The current study only uses two hurricane events to exemplify how the choice of the model dynamics core, model physical parameterizations, stochastic physics algorithms, and initial condition uncertainties impact the practical limits of predictability. Further study is needed using multiple seasons of ensemble TC forecasts to identify the impact on ensemble performance.
The authors thank Judith Berner at NCAR for her help implementing SKEBS and SPPT within the WRF-ARW model. We benefited greatly from the anonymous reviewers’ comments to the earlier version of our manuscript. Proofreading by Robert Nystrom and Alex Kowaleski is greatly appreciated. The computing was performed at supercomputing facilities at Texas Advanced Computing Center and NOAA/ESRL. This work was supported by Office of Naval Research Grant N000140910526, National Science Foundation Grant AGS-1305798, NASA Grant NNX12AJ79G, and NOAA/HFIP.

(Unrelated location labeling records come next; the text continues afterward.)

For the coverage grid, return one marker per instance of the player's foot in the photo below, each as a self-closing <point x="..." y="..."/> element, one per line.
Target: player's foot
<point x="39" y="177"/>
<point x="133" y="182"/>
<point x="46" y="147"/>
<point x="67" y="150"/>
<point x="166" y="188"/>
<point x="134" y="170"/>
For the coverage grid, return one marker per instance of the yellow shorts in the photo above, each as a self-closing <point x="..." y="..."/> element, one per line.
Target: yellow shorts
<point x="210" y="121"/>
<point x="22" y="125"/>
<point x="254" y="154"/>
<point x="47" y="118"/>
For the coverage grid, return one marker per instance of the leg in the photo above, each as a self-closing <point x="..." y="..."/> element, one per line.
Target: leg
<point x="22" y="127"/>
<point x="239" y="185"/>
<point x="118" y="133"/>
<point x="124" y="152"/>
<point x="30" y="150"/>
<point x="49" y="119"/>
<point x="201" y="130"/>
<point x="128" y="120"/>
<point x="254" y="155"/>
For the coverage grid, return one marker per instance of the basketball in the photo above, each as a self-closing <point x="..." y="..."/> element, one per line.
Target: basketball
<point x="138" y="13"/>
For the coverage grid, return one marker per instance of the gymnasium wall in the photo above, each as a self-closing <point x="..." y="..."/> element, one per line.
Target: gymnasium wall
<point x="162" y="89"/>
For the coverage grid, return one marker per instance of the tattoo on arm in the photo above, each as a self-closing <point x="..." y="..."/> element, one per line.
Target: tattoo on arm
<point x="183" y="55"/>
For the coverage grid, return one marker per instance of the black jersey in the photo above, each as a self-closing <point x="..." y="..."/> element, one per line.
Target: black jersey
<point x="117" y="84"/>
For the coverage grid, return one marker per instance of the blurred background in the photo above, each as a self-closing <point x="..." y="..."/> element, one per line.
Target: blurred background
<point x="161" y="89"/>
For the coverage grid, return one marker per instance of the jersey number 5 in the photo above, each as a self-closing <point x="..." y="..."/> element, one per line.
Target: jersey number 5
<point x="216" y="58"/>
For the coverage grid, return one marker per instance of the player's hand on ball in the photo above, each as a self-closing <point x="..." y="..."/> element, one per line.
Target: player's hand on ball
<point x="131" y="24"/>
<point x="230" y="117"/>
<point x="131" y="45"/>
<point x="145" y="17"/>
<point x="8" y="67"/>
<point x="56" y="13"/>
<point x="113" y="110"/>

COAMPS-TC is the registered trademark of the Naval Research Laboratory.
The 0.1° horizontal spacing was chosen to reduce interpolation errors, but stay within computing resource constraints.
The PSU-WRF-EnKF only assimilates observations within 800 km of the TC center.
HWRF does not use the diagnosed 10-m wind speeds from the initial conditions during cold-start initialization, unlike APSU and COTC.
A 10 000-sample bootstrapped Kolmogorov–Smirnov two-sample test at the 95% significance level is performed between MPHY and MCOR at each 6-h lead time.
To generate comparable simulated radar reflectivities between models, only the cloud water and rainwater mixing ratios were used because of differences in the microphysics schemes. This will impact the simulated radar reflectivity intensity, but the relative difference between models is the focus.
The TC-centered mean environmental wind shear is calculated within a 3° ring from 2° to 5° from the TC center, and the tilt vector is calculated as the displacement between the 500- and 850-hPa maximum potential vorticity centers.